A ideia de unificação, que produziu um discurso politicamente positivo em torno do assunto, além de não ter utilidade prática, gera vultoso gasto de energia e de recursos, que bem poderiam ser empregados no estimulo à educação e à cultura.
Não bastasse a inconsequência do projeto em si, o texto que o tornou oficial é tão lacunar e ambíguo que desafiou os estudiosos do idioma tanto no Brasil como em Portugal, fato que levou à produção de dicionários com grandes discrepâncias entre si.
Faltava uma obra de referência, que estabelecesse a grafia das palavras, regularizando os pontos obscuros do texto oficial. Esperava-se que essa obra fosse concebida em conjunto pelos países signatários do Acordo, como fruto de um debate no âmbito do propalado projeto de unificação.
No lugar disso, a ABL (Academia Brasileira de Letras) tomou a dianteira do empreendimento e confeccionou o "Volp" ("Vocabulário Ortográfico da Língua Portuguesa").
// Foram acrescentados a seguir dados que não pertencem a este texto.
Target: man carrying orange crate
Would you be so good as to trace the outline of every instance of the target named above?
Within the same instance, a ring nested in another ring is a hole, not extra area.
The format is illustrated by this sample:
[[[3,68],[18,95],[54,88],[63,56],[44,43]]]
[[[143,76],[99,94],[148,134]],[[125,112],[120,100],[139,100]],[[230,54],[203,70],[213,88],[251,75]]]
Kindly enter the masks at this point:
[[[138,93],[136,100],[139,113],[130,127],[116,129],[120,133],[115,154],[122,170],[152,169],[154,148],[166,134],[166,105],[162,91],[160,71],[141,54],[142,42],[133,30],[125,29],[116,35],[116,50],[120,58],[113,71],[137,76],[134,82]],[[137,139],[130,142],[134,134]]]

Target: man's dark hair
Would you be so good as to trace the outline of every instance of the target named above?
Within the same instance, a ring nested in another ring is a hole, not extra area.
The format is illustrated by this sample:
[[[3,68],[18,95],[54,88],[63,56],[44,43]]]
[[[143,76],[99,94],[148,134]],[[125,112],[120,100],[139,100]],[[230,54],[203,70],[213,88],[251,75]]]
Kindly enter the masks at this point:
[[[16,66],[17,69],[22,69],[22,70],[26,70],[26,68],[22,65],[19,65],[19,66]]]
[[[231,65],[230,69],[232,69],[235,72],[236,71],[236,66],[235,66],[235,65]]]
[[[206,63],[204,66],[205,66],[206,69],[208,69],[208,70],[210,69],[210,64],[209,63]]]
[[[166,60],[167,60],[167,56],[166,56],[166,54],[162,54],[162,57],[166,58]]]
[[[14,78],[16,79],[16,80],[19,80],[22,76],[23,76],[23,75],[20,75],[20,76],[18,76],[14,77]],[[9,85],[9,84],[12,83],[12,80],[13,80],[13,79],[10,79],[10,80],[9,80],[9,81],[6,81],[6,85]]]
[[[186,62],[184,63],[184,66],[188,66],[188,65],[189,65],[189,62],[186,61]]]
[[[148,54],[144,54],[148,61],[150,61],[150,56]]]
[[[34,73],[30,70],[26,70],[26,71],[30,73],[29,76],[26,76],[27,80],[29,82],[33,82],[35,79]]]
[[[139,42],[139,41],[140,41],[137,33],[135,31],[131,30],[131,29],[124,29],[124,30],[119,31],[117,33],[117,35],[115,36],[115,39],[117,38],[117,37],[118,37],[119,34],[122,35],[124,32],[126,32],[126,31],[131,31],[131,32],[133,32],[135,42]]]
Em lugar da solução dos pontos ambíguos do texto, o que se viu foi um misto de inobservância de princípios claramente propostos no documento oficial com hesitação entre o novo e o antigo, redundando, em muitos dos casos, em escolhas aparentemente aleatórias.
Se a ABL entendeu que poderia suprimir o hífen de formas como "co-herdar" e "co-herdeiro", em desacordo com o texto oficial, talvez em nome da simplificação, por que esse princípio não presidiu as demais escolhas?
Para ficar num exemplo gritante, por que transformar o verbo "sotopor" em "soto-pôr"? Está no texto oficial, mas isso não parece ser razão suficiente para a ABL. Pior que desmontar uma aglutinação, acrescendo-a de hífen e acento diferencial, talvez seja o fato de que as formas conjugadas do verbo não seguem a grafia do infinitivo (o "Volp" registra "sotoposto").
Ainda pior que isso é a hesitação: criaram-se grafias duplas ("sub-humano" e "subumano"; "ab-rupto" e "abrupto" e até "prerrequisito" e "pré-requisito", entre muitas outras) sem um critério seguro que as afiançasse. A interpretação do sexto artigo da Base XV do Acordo transformou substantivos compostos em locuções por obra da supressão sistemática dos hifens. As exceções, agrupadas sob a rubrica "consagradas pelo uso", são apenas sete no documento oficial, o que, por si só, já dá a medida do absurdo. O conceito é por demais vago, tanto que não garantiu a manutenção pura e simples da grafia "abrupto", esta sim consagrada pelo uso.
A supressão do hífen que separava a forma prefixal "não-" de substantivos e adjetivos não é um recurso facilitador. Diante dos substantivos, não havia dúvida quanto ao seu emprego ("não-índio", "não-agressão" etc.). A distinção entre "dia a dia" (locução adverbial) e "dia-a-dia" (substantivo composto) era útil, afinal, o sistema de distinções favorece a compreensão da gramática da língua.
Melhor trabalho teria sido a regularização do hífen com "bem" e "mal", nem sempre percebidos como prefixos. Louvável ainda teria sido o registro dos principais estrangeirismos em uso na língua, respeitando grafias consagradas em seu idioma de origem, dado que hoje não há tendência ao aportuguesamento.
Sem um objetivo claro e com severas implicações financeiras, a reforma ortográfica apoia-se num documento lacunar e numa obra de referência marcada pela hesitação e pela inconstância nos critérios de regularização. Fica a incômoda impressão de que os custos serão bem maiores que os supostos benefícios.


THAÍS NICOLETI DE CAMARGO , professora de português formada pela USP, é consultora de língua portuguesa do Grupo Folha-UOL. É autora dos livros "Redação Linha a Linha" (Publifolha) e "Uso da Vírgula" (Manole).